In a case captioned, Damask v. Ryabchenko, the Florida Court of Appeal began by pointing out that Florida’s child support guideline presumptively set forth the amount that trial courts should award as child support in initial proceedings and modification proceedings.  The child support guidelines can be also used to provide a basis to prove that there has been a substantial change of circumstances that warrants a modification of child support.

Income should be imputed to unemployed or underemployed parents when their unemployment or underemployment is voluntary. If a parent is voluntarily unemployed or underemployed, the parent’s probable earnings are determined based upon his or her recent earnings, qualifications, and prevailing earnings in the community. The party seeking to impute income has the burden of proving that the other party’s unemployment or underemployment was voluntary, and must provide evidence to the court that income is available to the payor from employment for which he or she is qualified by education, experience, and geographic location.  In determining geographic location, consideration should be given to the parties’ custody and visitation schedule and the parties historical utilization of time-sharing with their children.

In imputing income to parents, trial courts must conduct a two-step analysis.  First, trial courts must determine whether a party’s loss of income was voluntary.  Second, the trial court must determine whether the party’s unemployment or underemployment was the result of less than diligent efforts to find employment paying income at or above the amount of income that was previously earned, or as a result of a party’s pursuit of his or her own interests.

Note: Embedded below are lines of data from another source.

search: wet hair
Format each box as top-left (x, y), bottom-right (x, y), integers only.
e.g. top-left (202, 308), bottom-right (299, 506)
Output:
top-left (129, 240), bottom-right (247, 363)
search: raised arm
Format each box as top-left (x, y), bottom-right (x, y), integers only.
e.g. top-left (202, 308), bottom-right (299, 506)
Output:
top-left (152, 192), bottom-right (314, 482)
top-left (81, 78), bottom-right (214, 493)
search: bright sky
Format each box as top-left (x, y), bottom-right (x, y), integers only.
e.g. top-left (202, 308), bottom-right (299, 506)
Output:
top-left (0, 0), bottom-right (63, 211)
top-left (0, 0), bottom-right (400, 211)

Where parties lose their jobs because of misconduct, this constitutes voluntary unemployment.  Some examples of misconduct, include pilots losing their jobs when they fail drug tests, parents losing their jobs due to absenteeism, and parents losing their jobs as a result of misconduct outside of the workplace.

Additionally, trial courts must decide whether a payor’s unemployment or underemployment was the result of less than diligent efforts to obtain employment or as a result of a party’s pursuit of their own interests.  A trial

Court can only impute income at an amount that is supported by evidence of employment potential or probable earnings based on the party’s qualifications, job history and prevailing wages in the community.  The party seeking to impute income has the burden of proof to demonstrate a source and amount of income that can be imputed from employment that is available and for which the party is qualified by experience, education, licensure (if required), and geographic location. Past earned income has no bearing unless it is reflective of current reality.  A trial court must look at the payor’s qualifications, employment history, and the prevailing level of earnings in the community for jobs that are available.

In the case at bar, the father provided the trial court with evidence that he could not return to work in the same capacity.  He worked in a small industry and his name was tarnished as a result of his misconduct.  After a job search that was unsuccessful, the father started his own company.  In this case, the trial failed to make appropriate findings of fact concerning the father’s qualifications, his employment history, and the prevailing earnings level in the community.  Additionally, the mother failed to introduce sufficient evidence concerning these matters.  Therefore, there was insufficient evidence presented to the trial court to support its conclusion that the father’s underemployment was the result of the father’s failure to attempt to find comparable employment. Accordingly, the Florida Court of Appeal reversed the trial court and remanded this case for the rehearing of these issues.